- Movie poster for Shadow Company
- Directed by: Nick Bicanic; Jason Bourque;
- Written by: Nick Bicanic; Jason Bourque;
- Produced by: Nick Bicanic; Remy Kozak; Andrew Wanliss-Orlebar;
- Starring: Robert Young Pelton; P. W. Singer;
- Cinematography: Jarred Land
- Edited by: Les Lukacs
- Music by: Andrew Wanliss-Orlebar
- Distributed by: Purpose Films
- Release date: August 23, 2006;
- Running time: 86 min.
- Country: Canada
- Language: English

= Shadow Company =

Shadow Company is a documentary directed by Nick Bicanic and Jason Bourque and narrated by Gerard Butler. It is an introduction to the mercenary and private military company industry, concentrating on the role the industry has been playing in recent conflicts. It was released on DVD in August 2006.

== Content ==

The documentary film is not presented with a complete voice narrative nor a linear story-telling structure. Instead, most of the documentary deals with the issues presented in a topical fashion. There are three primary methods that the filmmakers use to organize and present information. The first is through the personal account of a security contractor named James Ashcroft, the second is to pose questions and directly answer them, and the third method is to utilize small case studies. The film contains footage of mercenary and private military soldiers training in Iraq. Director Nick Bicanic was invited to a Senate Committee Hearing to testify on the subject of mercenaries/private military contractors on September 21, 2007.

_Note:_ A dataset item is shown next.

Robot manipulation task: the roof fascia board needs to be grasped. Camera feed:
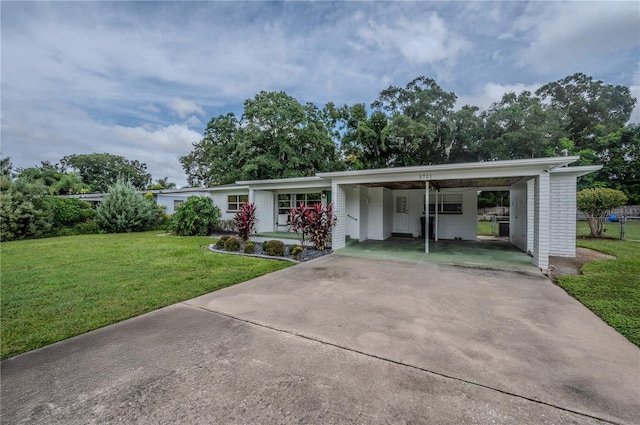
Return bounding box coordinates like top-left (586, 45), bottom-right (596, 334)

=== Letters from James ===

At certain intervals in the documentary, the audience is read different letter excerpts from a security contractor named James Ashcroft (voiced by Gerard Butler). The letter scenes explain the details of James's work and life in Iraq and a small amount of his personal history. Much of the comedy from the documentary is displayed in these scenes. In addition, the letters serve as an opener and a closer for the interview portions of the documentary.

One scene displays a quick montage of James’s life up to Iraq. The viewer finds out James Ashcroft was a graduate of the University of Oxford. Sometime after graduation, he joined the British military and performed bodyguard work in Milan and Paris later on. When the audience listens to his first letter, they find out that he quit his last job at a law firm before heading to Iraq.

His new line of work in Iraq involves being a security contractor for a reputable private military company. He says he is on a ‘six on three off rotation’, which means he works for six weeks, before getting three weeks of off time, and the letters are written in the six-week time frame. Also, he mentions working out of a villa in the Green Zone, the area where the Coalition Provisional Authority resides.

Ashcroft shares how his firm procures weapons like AK-47s and PKMs from the Sadr City bazaar, and how the US military or his firm deals with insurgents. James Ashcroft's autobiography, Making A Killing, written with the ghostwriter Clifford Thurlow was published by Virgin in the UK in 2006 and the US in 2007.

Part of the proceeds of the DVD sales go to the Cape Community Elementary School in Freetown, Sierra Leone.

== Interviewees ==
Listed in the press release are:

- P. W. Singer, senior analyst of the Brookings Institution
- Alan W. Bell, former British Armed Forces member and president of Globe Risk International, a private security consulting company.
- Robert Young Pelton, author and adventurer
- Madelaine Drohan, author and journalist
- Ian Church, adventurer
- Phil Lancaster, Major (Ret.) of the Canadian Armed Forces (aide of Roméo Dallaire during UNAMIR)
- Slavko Ilic, security contractor
- Cobus Claassens, security contractor
- Neall Ellis, private military contractor
- Doug Brooks, IPOA president
- Stephen J. Cannell, producer, creator of The A-Team
- Eike-Henner W. Kluge, professor of ethics
- Frances Stonor Saunders, author and historian
- John F. Mullins, Vietnam veteran turned mercenary, he became known for serving as the protagonist and military consultant for the First-person shooter video game series Soldier of Fortune.
- Tasha Bradsell (née Larson), journalist and wife of Andy Bradsell, British Special Forces veteran killed in Iraq while working as a private security contractor for London-based company Olive Security. Tasha used to work for the Canadian television station The New VI, but with the death of her husband she retired from journalism and founded Baraka Gardens in his memory.